Winter break: Director’s ‘Tale’ shakes up Polonsky Center • Brooklyn Paper

Winter break: Director’s ‘Tale’ shakes up Polonsky Center

Bear with it: “The Winter’s Tale” contains Shakespeare’s most famous stage direction — “Exit, pursued by a bear.”
Carol Rosegg

It’s a bear of a story to deal with.

A chilly, snowy spring is the ideal backdrop for William Shakespeare’s “The Winter’s Tale,” opening this weekend at Fort Greene’s Polonsky Shakespeare Center. The tragicomedy, written late in Shakespeare’s career, follows Leontes, a jealous king, who accuses his queen, Hermione, of infidelity. Director Arin Arbus brings the mammoth five-act play to life, but said that, although she has tackled a half-dozen of the Bard’s plays before, this “problem play” is something entirely new.

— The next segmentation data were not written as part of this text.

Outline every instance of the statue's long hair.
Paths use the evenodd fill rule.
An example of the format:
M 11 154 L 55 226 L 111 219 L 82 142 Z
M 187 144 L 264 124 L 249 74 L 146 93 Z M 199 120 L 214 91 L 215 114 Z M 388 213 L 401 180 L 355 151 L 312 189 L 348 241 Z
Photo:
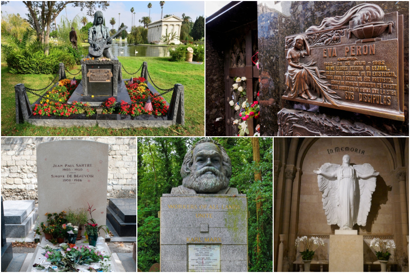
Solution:
M 306 32 L 319 31 L 323 29 L 341 27 L 347 26 L 353 20 L 354 26 L 357 26 L 371 22 L 383 21 L 384 12 L 381 8 L 373 4 L 361 4 L 350 9 L 342 16 L 328 17 L 323 19 L 319 26 L 312 26 Z
M 100 10 L 98 10 L 95 12 L 95 13 L 94 14 L 94 22 L 93 22 L 93 26 L 95 26 L 97 25 L 97 19 L 101 17 L 102 18 L 102 23 L 101 23 L 102 25 L 104 23 L 104 15 L 102 14 L 102 12 Z

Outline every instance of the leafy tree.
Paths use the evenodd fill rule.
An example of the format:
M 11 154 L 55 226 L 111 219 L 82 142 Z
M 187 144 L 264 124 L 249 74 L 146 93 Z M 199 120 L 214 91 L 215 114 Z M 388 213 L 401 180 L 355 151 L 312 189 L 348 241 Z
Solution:
M 180 172 L 183 157 L 201 138 L 138 139 L 137 255 L 138 268 L 143 271 L 148 271 L 152 264 L 159 262 L 160 226 L 157 214 L 160 198 L 162 194 L 170 193 L 172 187 L 182 184 Z M 255 162 L 249 138 L 213 138 L 225 148 L 232 161 L 230 186 L 237 188 L 240 194 L 246 194 L 248 197 L 251 215 L 248 219 L 249 271 L 272 272 L 272 139 L 259 138 L 260 161 Z M 260 174 L 257 181 L 255 180 L 256 173 Z M 262 204 L 263 211 L 257 217 L 257 202 Z
M 32 26 L 38 40 L 42 44 L 48 45 L 51 23 L 68 4 L 79 7 L 82 11 L 87 10 L 87 14 L 92 16 L 96 7 L 105 10 L 110 5 L 108 1 L 23 1 L 29 10 Z M 44 53 L 48 55 L 49 47 L 44 47 Z
M 200 16 L 195 20 L 194 27 L 191 31 L 191 36 L 195 40 L 201 39 L 205 35 L 205 20 L 203 17 Z
M 114 25 L 115 25 L 116 23 L 116 22 L 115 22 L 115 18 L 114 18 L 113 17 L 112 17 L 111 19 L 110 20 L 110 25 L 111 25 L 112 26 L 113 30 L 114 30 Z
M 165 35 L 163 35 L 159 39 L 167 44 L 167 45 L 169 45 L 172 43 L 172 41 L 173 41 L 175 39 L 178 38 L 179 38 L 179 37 L 177 36 L 176 32 L 172 32 L 172 31 L 171 31 L 169 33 L 168 30 L 166 29 Z

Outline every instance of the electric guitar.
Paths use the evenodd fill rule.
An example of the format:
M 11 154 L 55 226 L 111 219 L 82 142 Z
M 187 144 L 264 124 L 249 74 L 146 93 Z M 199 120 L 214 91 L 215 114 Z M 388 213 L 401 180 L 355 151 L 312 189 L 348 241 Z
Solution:
M 127 27 L 123 27 L 119 30 L 118 30 L 116 33 L 111 36 L 110 38 L 112 39 L 126 28 L 127 28 Z M 111 44 L 107 43 L 107 40 L 108 39 L 103 39 L 97 44 L 99 47 L 99 49 L 98 50 L 96 50 L 94 49 L 94 47 L 93 47 L 92 45 L 90 45 L 88 48 L 88 53 L 90 53 L 90 55 L 92 56 L 101 56 L 102 55 L 102 52 L 104 51 L 104 50 L 111 46 Z

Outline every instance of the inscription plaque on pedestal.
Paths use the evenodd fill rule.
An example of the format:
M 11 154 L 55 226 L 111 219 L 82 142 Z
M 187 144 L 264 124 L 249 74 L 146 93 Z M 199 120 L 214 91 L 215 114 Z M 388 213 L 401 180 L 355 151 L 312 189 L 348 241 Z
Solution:
M 189 272 L 220 272 L 220 245 L 188 245 Z
M 109 82 L 112 72 L 111 69 L 89 69 L 87 76 L 90 82 Z
M 282 98 L 404 121 L 403 24 L 362 4 L 286 37 Z

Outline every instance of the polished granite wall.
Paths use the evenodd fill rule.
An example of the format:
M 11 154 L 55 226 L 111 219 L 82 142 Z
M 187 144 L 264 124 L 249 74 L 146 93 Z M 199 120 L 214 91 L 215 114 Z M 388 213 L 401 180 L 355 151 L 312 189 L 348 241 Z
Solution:
M 398 11 L 399 14 L 404 15 L 404 122 L 281 99 L 286 90 L 285 37 L 304 32 L 311 26 L 319 25 L 324 18 L 343 15 L 351 8 L 363 3 L 378 5 L 385 13 Z M 258 1 L 258 35 L 261 122 L 263 128 L 261 133 L 264 135 L 276 135 L 277 113 L 283 108 L 303 110 L 312 108 L 313 112 L 337 116 L 352 123 L 363 122 L 389 135 L 408 135 L 408 2 Z

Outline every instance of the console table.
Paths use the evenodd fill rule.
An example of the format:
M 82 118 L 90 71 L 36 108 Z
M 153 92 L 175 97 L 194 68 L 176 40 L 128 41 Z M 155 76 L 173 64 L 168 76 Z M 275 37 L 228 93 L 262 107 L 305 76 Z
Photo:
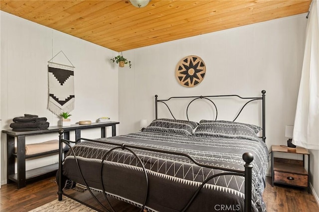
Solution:
M 112 135 L 116 135 L 116 124 L 120 122 L 111 121 L 107 122 L 92 123 L 90 124 L 79 125 L 73 124 L 71 126 L 51 126 L 46 129 L 34 131 L 18 131 L 12 129 L 3 130 L 2 132 L 6 134 L 7 149 L 7 183 L 13 182 L 17 184 L 17 188 L 25 187 L 27 182 L 35 180 L 39 177 L 52 175 L 58 168 L 58 163 L 40 167 L 25 171 L 25 159 L 35 157 L 43 156 L 58 153 L 59 150 L 42 152 L 30 155 L 25 155 L 25 136 L 44 134 L 57 133 L 60 129 L 64 130 L 64 138 L 69 139 L 70 132 L 75 131 L 75 140 L 81 137 L 81 130 L 93 128 L 101 128 L 101 137 L 105 137 L 105 127 L 112 127 Z M 16 138 L 16 152 L 14 151 L 14 140 Z M 16 158 L 17 173 L 14 173 L 15 159 Z

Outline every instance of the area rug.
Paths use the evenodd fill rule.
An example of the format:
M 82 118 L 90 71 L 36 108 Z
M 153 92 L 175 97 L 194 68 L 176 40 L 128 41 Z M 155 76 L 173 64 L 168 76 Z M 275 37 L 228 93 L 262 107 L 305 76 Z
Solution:
M 54 200 L 29 212 L 94 212 L 96 211 L 71 199 L 63 197 L 61 201 L 59 201 L 57 199 Z

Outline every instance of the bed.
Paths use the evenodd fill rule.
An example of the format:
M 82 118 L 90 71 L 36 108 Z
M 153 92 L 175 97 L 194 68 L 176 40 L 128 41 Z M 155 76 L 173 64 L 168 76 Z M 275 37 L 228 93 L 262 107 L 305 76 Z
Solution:
M 98 191 L 141 211 L 266 211 L 262 196 L 269 161 L 265 93 L 262 91 L 260 97 L 220 95 L 162 100 L 156 96 L 156 118 L 142 131 L 80 138 L 73 146 L 72 141 L 63 139 L 61 129 L 59 200 L 63 195 L 73 199 L 64 190 L 66 185 L 76 182 L 92 195 L 91 191 Z M 231 121 L 217 120 L 211 99 L 225 97 L 247 101 Z M 196 100 L 207 99 L 215 108 L 215 118 L 189 121 L 186 112 L 187 120 L 175 119 L 166 102 L 181 98 L 190 98 L 186 111 Z M 247 104 L 257 101 L 262 102 L 262 127 L 236 121 Z M 158 118 L 159 103 L 167 107 L 173 118 Z M 63 143 L 70 148 L 65 155 Z M 113 211 L 111 206 L 103 207 L 103 211 Z

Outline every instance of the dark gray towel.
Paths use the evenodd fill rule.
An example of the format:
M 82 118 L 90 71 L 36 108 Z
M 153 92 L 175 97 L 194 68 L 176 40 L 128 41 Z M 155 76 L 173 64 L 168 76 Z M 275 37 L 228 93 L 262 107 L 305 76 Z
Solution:
M 50 123 L 46 121 L 40 121 L 35 123 L 11 123 L 10 127 L 13 129 L 44 129 L 49 127 Z M 36 130 L 36 129 L 35 129 Z
M 39 117 L 38 115 L 32 115 L 32 114 L 28 114 L 28 113 L 24 113 L 24 116 L 31 116 L 31 117 Z
M 47 119 L 45 117 L 39 118 L 34 116 L 19 116 L 13 118 L 12 121 L 15 122 L 29 122 L 35 123 L 40 121 L 46 121 Z

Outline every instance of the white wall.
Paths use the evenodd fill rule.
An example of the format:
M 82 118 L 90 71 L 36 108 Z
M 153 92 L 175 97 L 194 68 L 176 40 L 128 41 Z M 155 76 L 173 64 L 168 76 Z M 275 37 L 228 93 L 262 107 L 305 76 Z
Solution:
M 306 15 L 123 52 L 133 61 L 133 65 L 131 70 L 119 70 L 120 134 L 139 130 L 140 119 L 147 119 L 149 123 L 155 118 L 156 94 L 162 99 L 170 96 L 233 94 L 250 97 L 259 96 L 261 91 L 265 90 L 266 143 L 269 148 L 273 144 L 287 145 L 285 127 L 294 122 L 308 20 Z M 181 58 L 192 55 L 204 60 L 206 73 L 200 84 L 187 88 L 178 83 L 175 69 Z M 224 114 L 221 114 L 220 119 L 231 118 L 228 112 L 232 109 L 227 106 L 222 109 Z M 182 108 L 177 111 L 176 118 L 185 118 L 183 116 L 185 109 Z M 162 111 L 159 117 L 162 117 L 161 112 Z M 240 120 L 248 121 L 251 115 L 245 114 Z M 193 116 L 194 120 L 202 117 L 198 113 Z M 318 159 L 318 152 L 316 154 Z M 311 173 L 311 183 L 316 187 L 316 193 L 319 194 L 319 171 L 318 165 L 316 168 L 314 166 L 311 170 L 315 172 Z
M 118 119 L 118 68 L 110 60 L 117 52 L 0 12 L 1 130 L 10 128 L 12 118 L 26 113 L 46 117 L 50 125 L 58 125 L 59 117 L 47 108 L 47 62 L 60 50 L 75 66 L 75 106 L 70 112 L 72 123 L 81 120 L 95 122 L 105 116 Z M 1 184 L 6 182 L 5 135 L 2 134 L 1 141 Z M 84 130 L 81 135 L 98 137 L 100 130 Z M 54 133 L 27 137 L 26 141 L 38 142 L 57 138 Z M 57 161 L 56 157 L 37 160 L 27 161 L 26 169 Z

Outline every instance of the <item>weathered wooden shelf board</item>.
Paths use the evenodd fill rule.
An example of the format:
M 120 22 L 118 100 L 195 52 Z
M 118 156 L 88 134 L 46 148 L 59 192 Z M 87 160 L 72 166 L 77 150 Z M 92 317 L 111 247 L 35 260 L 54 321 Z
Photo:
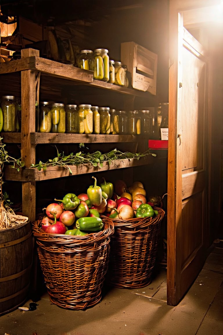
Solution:
M 21 133 L 1 133 L 1 136 L 5 143 L 20 143 Z M 104 135 L 82 134 L 53 134 L 52 133 L 31 133 L 30 142 L 32 144 L 50 143 L 103 143 L 107 142 L 148 142 L 148 136 L 139 135 Z
M 93 82 L 93 72 L 83 70 L 71 64 L 64 64 L 36 56 L 1 63 L 0 74 L 26 70 L 40 71 L 48 75 L 83 83 Z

“With this play, Shakespeare created a new form,” said Arbus. “He’s written a three-act tragedy, followed by a fourth-act comedy with song and dance, and then in the fifth act, there’s a miracle; a mythic, spiritual restoration. This was written by a man who lost a child 15 years earlier, who felt guilty, and I think the play is looking at what’s possible after a tragedy or great loss.”

While fun to direct, Arbus admitted it was challenging to balance the play’s tonal shifts.

“The language does it so effortlessly, but in production, you have to figure in actors, costumes, lighting — all these elements that must sync up with the text,” she said.

So she ditched her preconceived notions, and worked with set designer Riccardo Hernandez to allow the play’s language to create the physical spaces, including Sicilia, Bohemia, and the interior of King Leontes’s mind. Crafting an open, abstract set for the play created new possibilities for the actors, said Arbus.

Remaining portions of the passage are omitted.